If Therapist is meant to assess Difficult Character's ability to function in society, what if she sees a crack in his façade? What if she reports back to Someone in Authority that he's pushing Difficult Character way too hard...and she's right? What if Difficult Character is removed from duty? How does that impact the identity of someone who's as badass as Difficult Character?
Or maybe your Difficult Character is more like the silver-tongued commander, turning every question back on the therapist. Hardly unique behavior. In fact, Therapist has a name for that: resistance. But what if she's able to penetrate that resistance, using tried-and-true therapy techniques?* What if Difficult Character confesses to resenting the ridiculous amount of responsibility placed on his young shoulders? What might he discover in subsequent sessions?
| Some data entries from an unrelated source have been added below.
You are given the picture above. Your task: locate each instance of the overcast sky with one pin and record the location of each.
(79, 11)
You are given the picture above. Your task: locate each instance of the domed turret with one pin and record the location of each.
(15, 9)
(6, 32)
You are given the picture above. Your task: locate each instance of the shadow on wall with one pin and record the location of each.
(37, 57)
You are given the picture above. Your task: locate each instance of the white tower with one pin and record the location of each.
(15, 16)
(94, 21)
A true badass, argues fellow PT blogger Jim Taylor, isn't someone like Jersey Shore's The Situation, who knocks himself out trying to be cool. No, "a real badass is driven by values such as responsibility, justice, honor, courage, compassion, humility, integrity, and selflessness, which pretty much disqualifies most every self-proclaimed badass out there... A badass is someone who stands up for the weak and oppressed...who takes a ‘hit for the team,' meaning puts others' needs ahead of [his] own, whether a soldier in a platoon [or] a parent working two jobs to give her children a better life..." [italics mine] For example, "Batman is a badass...because he suffered in his life and devoted his life to justice."
Many Difficult Characters (including the ones I'm using in my examples above) are (anti)heroes; busting up a therapist's office is, in reality, against character. These are characters who help people, save people — not characters who would actually terrorize innocents who are just trying to help them. How much richer can your story be if your character is just a touch less impervious, just a touch more human?
Only you know, Esteemed Writer, and if we're lucky, maybe you'll tell us in a story!
* How can you help your therapist character break through your antihero's resistance? I address techniques in my new book, The Writer's Guide to Psychology: How to Write Accurately About Psychological Disorders, Clinical Treatment and Human Behavior.
Baumeister. R. F. (1997). Evil: Inside human violence and cruelty, 121-123. New York: Henry Holt. Katz is cited and quoted within Baumeister's book.